Any adult lucky to be a small boy when the Star Wars Trilogy hit the screens in the late 1970s and early 80s will remember Endor. Dizzying pursuits on hover-bikes through the forest of Endor left an indelible mark on mine and many a schoolboy’s imagination. Of course, all of it was conceived in the mind of George Lucas. It was his brainchild. Or so we presumed. For years I harboured that belief. Lucas could visualise worlds few others were privy to. Little did I know then that George Lucas was a native of California and likely familiar with the tall trees of Northern California. The realisation that Endor was nature’s brainchild and not his, that his inspiration was mine to share, was a consolation.

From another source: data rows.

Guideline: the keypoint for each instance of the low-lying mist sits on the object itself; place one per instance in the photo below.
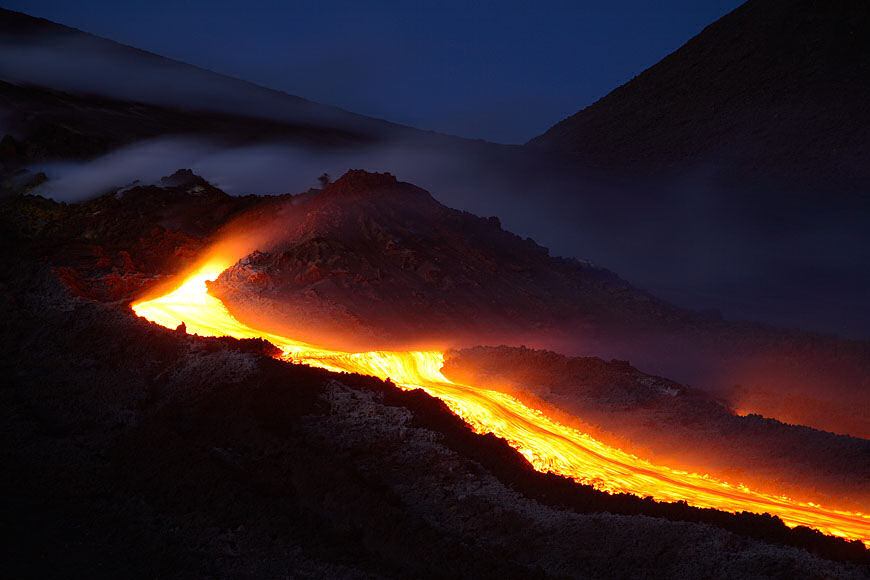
(757, 255)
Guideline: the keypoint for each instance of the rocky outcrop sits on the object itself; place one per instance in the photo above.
(370, 262)
(673, 424)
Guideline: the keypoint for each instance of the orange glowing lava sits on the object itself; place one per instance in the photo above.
(548, 445)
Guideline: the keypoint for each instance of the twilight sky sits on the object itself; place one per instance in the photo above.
(501, 71)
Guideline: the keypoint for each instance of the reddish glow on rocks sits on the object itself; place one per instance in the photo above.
(548, 445)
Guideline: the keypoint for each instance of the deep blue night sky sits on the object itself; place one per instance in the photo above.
(502, 71)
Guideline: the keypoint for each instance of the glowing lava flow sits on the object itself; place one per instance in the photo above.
(548, 445)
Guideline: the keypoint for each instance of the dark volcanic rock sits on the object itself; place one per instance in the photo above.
(675, 425)
(775, 89)
(118, 245)
(370, 263)
(132, 450)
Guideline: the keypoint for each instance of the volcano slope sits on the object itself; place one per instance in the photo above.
(132, 450)
(370, 262)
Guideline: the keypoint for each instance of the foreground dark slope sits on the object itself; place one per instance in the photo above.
(777, 89)
(136, 451)
(675, 425)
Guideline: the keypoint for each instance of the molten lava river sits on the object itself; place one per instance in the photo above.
(548, 445)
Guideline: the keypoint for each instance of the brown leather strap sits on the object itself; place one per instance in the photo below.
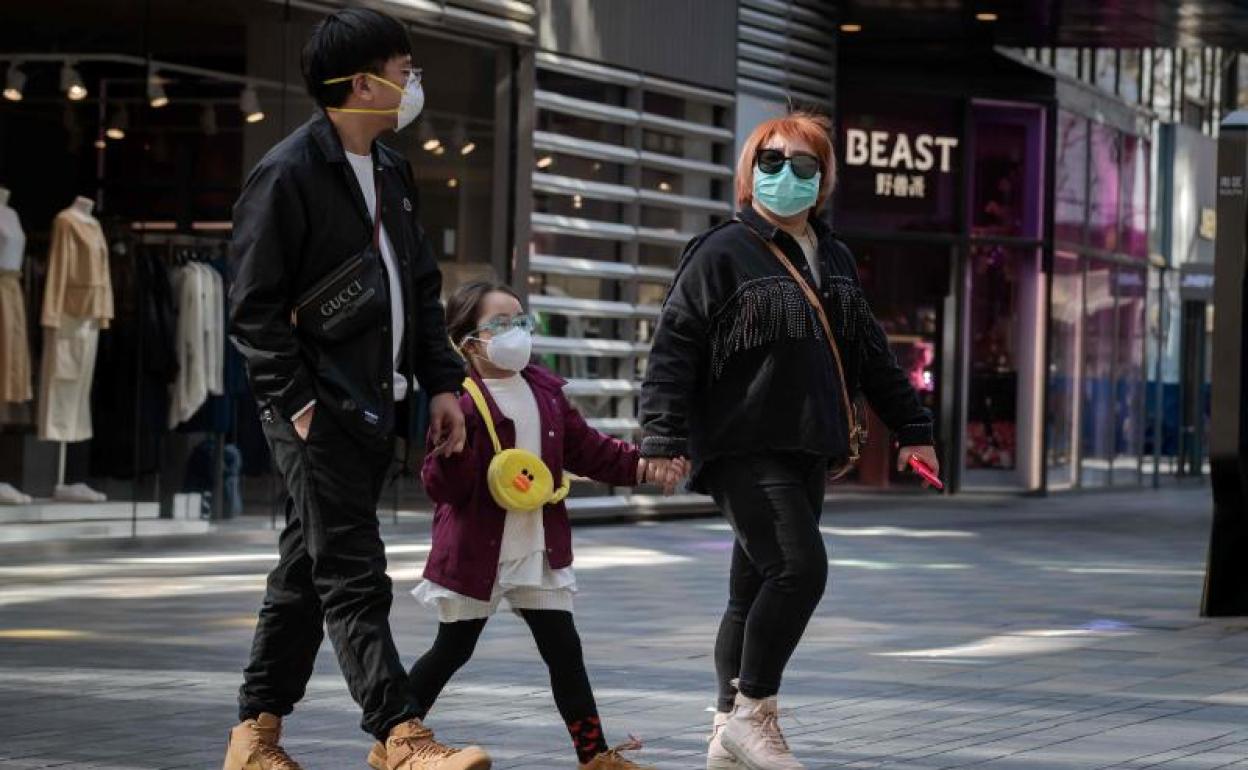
(813, 298)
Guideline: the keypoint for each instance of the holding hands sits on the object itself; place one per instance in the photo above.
(667, 472)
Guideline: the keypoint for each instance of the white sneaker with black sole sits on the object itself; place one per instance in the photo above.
(753, 735)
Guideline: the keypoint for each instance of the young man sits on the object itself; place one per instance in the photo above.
(336, 307)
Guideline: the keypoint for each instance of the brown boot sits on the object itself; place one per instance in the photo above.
(255, 745)
(411, 746)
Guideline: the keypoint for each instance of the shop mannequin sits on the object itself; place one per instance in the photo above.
(14, 352)
(78, 303)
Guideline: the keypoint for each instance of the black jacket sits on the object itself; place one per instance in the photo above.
(740, 365)
(301, 216)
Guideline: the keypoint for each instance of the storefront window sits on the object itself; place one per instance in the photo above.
(1128, 431)
(1135, 196)
(1103, 191)
(900, 164)
(911, 313)
(1065, 325)
(1006, 187)
(1071, 169)
(1097, 409)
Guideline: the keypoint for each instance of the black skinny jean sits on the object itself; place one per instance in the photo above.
(558, 643)
(779, 565)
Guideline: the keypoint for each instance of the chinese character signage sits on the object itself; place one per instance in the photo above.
(900, 164)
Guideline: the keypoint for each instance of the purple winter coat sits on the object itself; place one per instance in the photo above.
(468, 523)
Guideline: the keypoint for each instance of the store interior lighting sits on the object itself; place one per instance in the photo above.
(14, 84)
(71, 82)
(156, 95)
(462, 141)
(248, 101)
(119, 124)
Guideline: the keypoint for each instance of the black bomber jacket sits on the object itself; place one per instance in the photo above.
(301, 217)
(739, 362)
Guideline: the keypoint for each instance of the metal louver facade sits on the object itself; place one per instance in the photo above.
(785, 51)
(627, 169)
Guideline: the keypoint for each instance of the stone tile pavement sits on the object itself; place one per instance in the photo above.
(1018, 634)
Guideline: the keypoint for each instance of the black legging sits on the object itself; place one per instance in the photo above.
(779, 565)
(558, 643)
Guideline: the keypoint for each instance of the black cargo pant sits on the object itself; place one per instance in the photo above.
(331, 573)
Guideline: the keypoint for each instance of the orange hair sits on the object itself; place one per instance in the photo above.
(808, 127)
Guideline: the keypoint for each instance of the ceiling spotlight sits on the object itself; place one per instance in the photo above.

Kids measuring tree girth, Stout Grove, Jedediah Smith State Park

I knew there and then that evening as I glided along that timber road in a dream-like state some things were worth the effort of living for, if only to see repeatedly for the first time. Why the coastal redwoods can stake a claim – not that they care to – to being a bona fide wonder of the natural world was borne witness the following morn when in the hallowed light of a California day I looked upon those trunks again for the first time. When I thought that was merely coincidence, i stayed again at Jedediah Smith state park and this time paid a king’s ransom to pitch up inches from the base of a young redwood. On the third morning since first laying eyes on the world’s gentle giants, crawling out of that tent I gazed again in the same resplendent light and once again craned my neck to breaking point, jaw slacked both in incredulity and paralyzed joy, only to see the mighty redwood again for the first time.